At least for the time being.
A New York Times story published last week offered highlights of the litigation scuffle underway among homeowners, builders, insurers, and manufacturers. The situation is especially dreary, and in some cases financially ruinous, for the homeowners, whose list of woes attributed to the drywall’s off-gassing include breathing problems, headaches, nosebleeds, and severe corrosion of metal fixtures of almost every type.
To the extent most homeowners don’t have the financial resources to weather a long-running legal dispute, much less pay for replacement of all the drywall and affected electrical equipment in their homes (a process that could cost, on average, from $100,000 to $150,000 per home, the Times notes), their prospects do indeed look bleak.
A partial reprieve for homeowners in limbo?

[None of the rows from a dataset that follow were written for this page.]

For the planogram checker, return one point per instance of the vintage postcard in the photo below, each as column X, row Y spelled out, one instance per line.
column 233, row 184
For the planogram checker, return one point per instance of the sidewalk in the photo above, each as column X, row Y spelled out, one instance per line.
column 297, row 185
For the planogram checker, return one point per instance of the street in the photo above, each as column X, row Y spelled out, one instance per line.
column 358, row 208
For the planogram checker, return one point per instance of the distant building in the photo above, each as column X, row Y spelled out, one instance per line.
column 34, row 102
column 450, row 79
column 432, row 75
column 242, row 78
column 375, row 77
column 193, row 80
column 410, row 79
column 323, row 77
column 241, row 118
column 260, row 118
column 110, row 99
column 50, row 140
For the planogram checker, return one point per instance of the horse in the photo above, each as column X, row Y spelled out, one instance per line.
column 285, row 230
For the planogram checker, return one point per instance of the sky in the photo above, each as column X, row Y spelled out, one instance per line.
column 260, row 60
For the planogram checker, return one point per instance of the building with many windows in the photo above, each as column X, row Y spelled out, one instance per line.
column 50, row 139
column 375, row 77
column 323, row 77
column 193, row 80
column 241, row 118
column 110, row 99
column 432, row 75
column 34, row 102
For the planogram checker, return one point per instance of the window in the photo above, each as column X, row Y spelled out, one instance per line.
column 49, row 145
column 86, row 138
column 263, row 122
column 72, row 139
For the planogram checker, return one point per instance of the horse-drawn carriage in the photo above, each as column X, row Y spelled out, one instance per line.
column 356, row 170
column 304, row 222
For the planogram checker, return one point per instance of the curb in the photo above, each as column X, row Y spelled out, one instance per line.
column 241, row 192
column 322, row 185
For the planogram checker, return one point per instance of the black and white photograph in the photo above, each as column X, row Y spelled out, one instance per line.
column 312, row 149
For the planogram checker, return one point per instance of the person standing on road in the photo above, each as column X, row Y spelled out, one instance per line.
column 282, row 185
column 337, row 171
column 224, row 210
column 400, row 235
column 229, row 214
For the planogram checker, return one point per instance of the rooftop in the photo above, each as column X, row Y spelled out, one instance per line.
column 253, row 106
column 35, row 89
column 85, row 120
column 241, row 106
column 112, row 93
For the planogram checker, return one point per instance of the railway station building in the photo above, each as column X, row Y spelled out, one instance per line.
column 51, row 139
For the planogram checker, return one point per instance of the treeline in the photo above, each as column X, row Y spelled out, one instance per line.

Customers of some large homebuilders that used the drywall, including Lennar Corporation, may see some relief. Lennar, the Times points out, has set aside $40 million for home repairs, while it tries to collect from its insurance company and sues several Chinese suppliers and American middlemen. But customers of builders who operate on a smaller scale are unlikely to be handed complete wallboard replacements.
There is at least hope of a remedy, though, for the off-gassing itself. As noted in a Builder Online story earlier this month, Sabre Environmental Services, based in Slingerland, New York, developed a system for pumping chlorine gas – which neutralizes sulfur gases by oxidizing them, and also kills organisms that might be producing the gases – that has been used in oil fields to oxidize well-clogging sulfur gases and deployed to sanitize government buildings after the anthrax attacks in 2001.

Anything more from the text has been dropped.